A: Yes, you can use the distance formula to find the distance between two points in 3D space. The formula is as follows:

$d = \sqrt{\left(x_2 - x_1\right)^2 + \left(y_2 - y_1\right)^2 + \left(z_2 - z_1\right)^2}$

Q: What are some real-world applications of the distance formula?

A: The distance formula has many real-world applications, including:

• Calculating the distance between two cities or towns.
• Finding the distance between two points on a map.
• Calculating the distance between two objects in space.
• Determining the distance between two points on a coordinate grid.
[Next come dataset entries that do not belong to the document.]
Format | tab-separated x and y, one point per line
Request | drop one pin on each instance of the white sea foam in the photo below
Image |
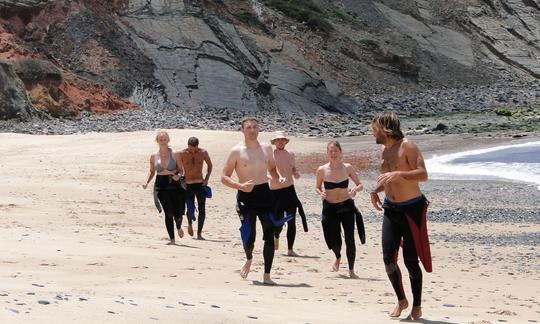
448	166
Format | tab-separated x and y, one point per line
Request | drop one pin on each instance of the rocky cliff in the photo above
60	57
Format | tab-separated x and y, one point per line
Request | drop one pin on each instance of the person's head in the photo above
280	140
162	138
250	128
386	126
193	144
333	150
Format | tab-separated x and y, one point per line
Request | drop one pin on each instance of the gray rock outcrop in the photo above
14	103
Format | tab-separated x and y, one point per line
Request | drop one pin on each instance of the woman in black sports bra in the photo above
338	207
167	188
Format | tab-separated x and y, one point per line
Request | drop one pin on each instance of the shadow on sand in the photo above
301	256
426	321
300	285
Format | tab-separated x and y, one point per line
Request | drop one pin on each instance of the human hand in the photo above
247	186
375	201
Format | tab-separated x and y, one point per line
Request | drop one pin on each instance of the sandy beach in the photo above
80	240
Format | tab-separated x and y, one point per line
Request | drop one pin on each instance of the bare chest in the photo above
393	160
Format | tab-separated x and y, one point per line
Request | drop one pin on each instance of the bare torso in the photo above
285	167
193	165
394	159
336	175
252	163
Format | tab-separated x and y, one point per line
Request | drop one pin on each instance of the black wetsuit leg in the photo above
268	237
410	258
347	222
201	205
166	200
331	228
248	249
171	199
291	228
391	238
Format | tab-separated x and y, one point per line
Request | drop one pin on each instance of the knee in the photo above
413	268
390	267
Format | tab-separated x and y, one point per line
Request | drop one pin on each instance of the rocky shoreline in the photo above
512	110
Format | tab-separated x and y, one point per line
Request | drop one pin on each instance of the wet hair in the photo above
333	143
248	119
388	122
193	141
162	133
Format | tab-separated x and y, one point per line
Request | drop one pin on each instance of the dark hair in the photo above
193	141
388	122
334	143
246	119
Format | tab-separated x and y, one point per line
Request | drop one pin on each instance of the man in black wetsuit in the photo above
251	161
402	168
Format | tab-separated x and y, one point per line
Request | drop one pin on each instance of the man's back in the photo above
193	164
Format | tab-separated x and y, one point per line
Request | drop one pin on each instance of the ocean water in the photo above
517	162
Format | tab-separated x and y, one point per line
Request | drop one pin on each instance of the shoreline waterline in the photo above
512	162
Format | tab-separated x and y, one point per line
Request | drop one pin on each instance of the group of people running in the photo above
265	190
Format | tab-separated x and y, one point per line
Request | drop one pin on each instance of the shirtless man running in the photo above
252	161
284	193
402	168
193	158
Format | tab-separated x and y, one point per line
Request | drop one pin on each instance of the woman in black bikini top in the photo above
338	206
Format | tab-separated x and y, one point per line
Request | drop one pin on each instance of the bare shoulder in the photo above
321	168
182	152
266	146
235	150
409	144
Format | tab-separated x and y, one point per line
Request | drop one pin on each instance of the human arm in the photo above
296	174
176	174
206	158
318	183
272	170
416	165
150	173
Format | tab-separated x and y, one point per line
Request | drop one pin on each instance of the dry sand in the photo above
80	240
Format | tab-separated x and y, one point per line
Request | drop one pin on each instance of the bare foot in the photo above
416	313
335	266
267	280
245	269
400	306
291	253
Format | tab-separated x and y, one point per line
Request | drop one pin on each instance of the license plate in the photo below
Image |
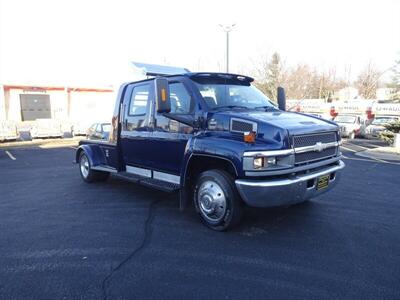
323	182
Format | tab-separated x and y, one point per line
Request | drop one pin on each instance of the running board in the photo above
150	182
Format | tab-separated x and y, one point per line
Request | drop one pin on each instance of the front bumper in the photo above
280	192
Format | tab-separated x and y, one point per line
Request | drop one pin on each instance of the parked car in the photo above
43	128
98	131
8	131
217	140
378	125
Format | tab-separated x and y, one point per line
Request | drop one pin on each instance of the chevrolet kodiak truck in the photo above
217	140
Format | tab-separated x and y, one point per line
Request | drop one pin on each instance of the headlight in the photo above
268	160
262	162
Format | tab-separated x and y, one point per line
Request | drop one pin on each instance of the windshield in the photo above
345	119
106	127
226	95
384	120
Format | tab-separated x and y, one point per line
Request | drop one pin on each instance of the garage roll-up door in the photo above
35	106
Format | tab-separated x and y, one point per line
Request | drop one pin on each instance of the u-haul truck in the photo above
314	107
384	113
353	117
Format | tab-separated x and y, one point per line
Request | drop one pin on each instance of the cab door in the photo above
169	137
135	130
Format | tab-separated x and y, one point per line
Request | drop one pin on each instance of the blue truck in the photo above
216	140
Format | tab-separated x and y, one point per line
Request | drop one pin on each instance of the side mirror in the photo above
281	98
163	102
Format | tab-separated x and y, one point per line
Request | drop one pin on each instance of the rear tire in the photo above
87	173
217	201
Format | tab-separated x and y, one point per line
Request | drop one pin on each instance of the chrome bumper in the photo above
279	192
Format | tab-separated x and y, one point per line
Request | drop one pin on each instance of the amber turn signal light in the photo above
249	137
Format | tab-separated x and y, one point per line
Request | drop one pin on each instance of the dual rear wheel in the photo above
87	173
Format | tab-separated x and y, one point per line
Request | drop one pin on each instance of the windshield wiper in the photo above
230	107
266	107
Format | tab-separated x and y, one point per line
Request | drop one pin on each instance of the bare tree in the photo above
300	82
270	75
368	81
395	82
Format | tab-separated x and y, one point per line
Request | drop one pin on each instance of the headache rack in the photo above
151	70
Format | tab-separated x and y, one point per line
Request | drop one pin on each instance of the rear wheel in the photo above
216	200
87	173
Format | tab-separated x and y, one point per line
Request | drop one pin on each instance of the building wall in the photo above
58	102
67	105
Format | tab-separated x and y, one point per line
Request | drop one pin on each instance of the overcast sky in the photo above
83	41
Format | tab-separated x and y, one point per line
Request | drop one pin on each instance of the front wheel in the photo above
217	201
87	173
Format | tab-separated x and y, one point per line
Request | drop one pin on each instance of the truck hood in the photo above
294	123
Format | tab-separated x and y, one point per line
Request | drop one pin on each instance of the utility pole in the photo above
227	29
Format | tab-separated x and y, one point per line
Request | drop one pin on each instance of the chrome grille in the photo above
312	155
311	140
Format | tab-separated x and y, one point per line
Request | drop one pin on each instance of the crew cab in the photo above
217	140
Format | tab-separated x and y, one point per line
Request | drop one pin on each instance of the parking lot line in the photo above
10	155
349	149
371	160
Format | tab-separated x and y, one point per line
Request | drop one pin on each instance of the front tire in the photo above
87	173
217	201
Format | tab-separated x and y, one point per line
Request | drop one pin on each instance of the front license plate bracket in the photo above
323	182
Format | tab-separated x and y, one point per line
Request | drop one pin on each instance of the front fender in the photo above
93	152
226	149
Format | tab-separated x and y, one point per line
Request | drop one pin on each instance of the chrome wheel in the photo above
211	201
84	165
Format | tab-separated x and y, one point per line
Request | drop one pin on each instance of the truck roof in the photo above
205	75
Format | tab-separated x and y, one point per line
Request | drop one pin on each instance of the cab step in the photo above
150	182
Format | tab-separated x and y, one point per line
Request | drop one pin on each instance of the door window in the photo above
181	102
139	100
136	113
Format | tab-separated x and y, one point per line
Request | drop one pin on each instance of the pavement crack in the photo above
146	237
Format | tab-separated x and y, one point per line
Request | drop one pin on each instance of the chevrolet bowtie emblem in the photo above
318	147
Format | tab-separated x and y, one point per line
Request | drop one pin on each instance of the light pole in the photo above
227	29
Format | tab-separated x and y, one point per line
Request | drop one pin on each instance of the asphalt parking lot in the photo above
61	238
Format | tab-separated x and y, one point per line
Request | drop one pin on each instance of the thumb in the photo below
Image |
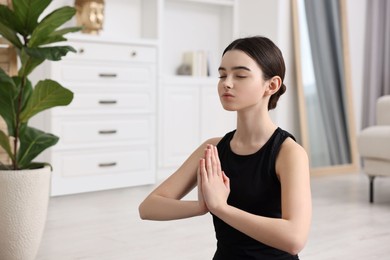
225	179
Q: Can I use the distance formula to find the distance between two points on a coordinate grid?

A: Yes, you can use the distance formula to find the distance between two points on a coordinate grid. The formula is the same as the one used to find the distance between two points in 2D space.

Q: What are some common mistakes to avoid when using the distance formula?

A: Some common mistakes to avoid when using the distance formula include:

• Not following the order of operations (PEMDAS).
• Not simplifying the equation correctly.
• Not taking the square root of the number correctly.
• Not using the correct coordinates of the two points.

Conclusion

In conclusion, the distance formula is a fundamental concept in mathematics that is used to find the distance between two points in a coordinate plane. The distance formula is a mathematical formula that is used to find the distance between two points in a coordinate plane. To use the distance formula, you need to identify the coordinates of the two points, plug the coordinates into the distance formula, simplify the equation, calculate the square of the numbers, add the numbers, and take the square root of the number.